En fin, on projette les données sur ces deux composantes:
plt.figure(figsize=(8,6))
for target in np.unique(y):
plt.scatter(
X_pca[y == target, 0],
X_pca[y == target, 1],
label=iris.target_names[target]
)
plt.xlabel("Composante principale 1")
plt.ylabel("Composante principale 2")
plt.title("Projection PCA du dataset Iris")
plt.legend()
plt.show()
On obtient une représentation 2D où les espèces d’Iris apparaissent relativement séparées, ce qui illustre comment la PCA permet de révéler la structure cachée des données tout en réduisant leur complexité.
Dans ce graphique, les axes Composante principale 1 et Composante principale 2 correspondent aux deux directions de variance maximale trouvées par la PCA.
- Composante principale 1 (PC1): est l’axe qui capture la plus grande part de la variance des données. Dans le cas d’Iris, il combine linéairement les quatre variables (longueur/largeur sépales et pétales) pour former une nouvelle dimension qui explique le maximum de différences entre les fleurs.
- Composante principale 2 (PC2): est l’axe orthogonal au premier, qui capture la deuxième plus grande part de variance restante. Il complète PC1 pour donner une vue en deux dimensions qui conserve l’essentiel de l’information.

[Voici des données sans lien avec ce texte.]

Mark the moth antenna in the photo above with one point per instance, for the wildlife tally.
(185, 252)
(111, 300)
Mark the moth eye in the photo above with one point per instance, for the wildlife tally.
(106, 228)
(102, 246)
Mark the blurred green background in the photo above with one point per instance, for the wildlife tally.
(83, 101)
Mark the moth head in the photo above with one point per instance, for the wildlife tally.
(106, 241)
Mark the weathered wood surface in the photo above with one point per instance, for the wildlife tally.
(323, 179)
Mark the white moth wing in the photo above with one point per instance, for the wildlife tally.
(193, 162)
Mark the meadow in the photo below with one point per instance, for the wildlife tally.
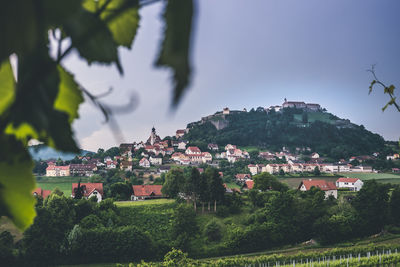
(62, 183)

On affiche également la proportion de variance capturée par chaque composante principale:
print("Variance expliquée :", pca.explained_variance_ratio_)
En PCA, c’est un indicateur crucial: il permet de savoir combien d’information des données originales est conservée dans les nouvelles dimensions.
Variance expliquée : [0.72962445 0.22850762]
On voit que la Composante principale 1 explique environ 73% de la variance totale, tandis que la Composante principale 2 en explique environ 23%. Cela signifie qu’en réduisant les 4 dimensions initiales du dataset Iris à seulement 2 axes, on conserve plus de 96% de l’information.
Cette forte proportion justifie pleinement l’utilisation de la PCA: la projection en deux dimensions reste représentative des données originales et permet de visualiser clairement la structure et la séparation entre les espèces d’Iris, tout en simplifiant l’analyse.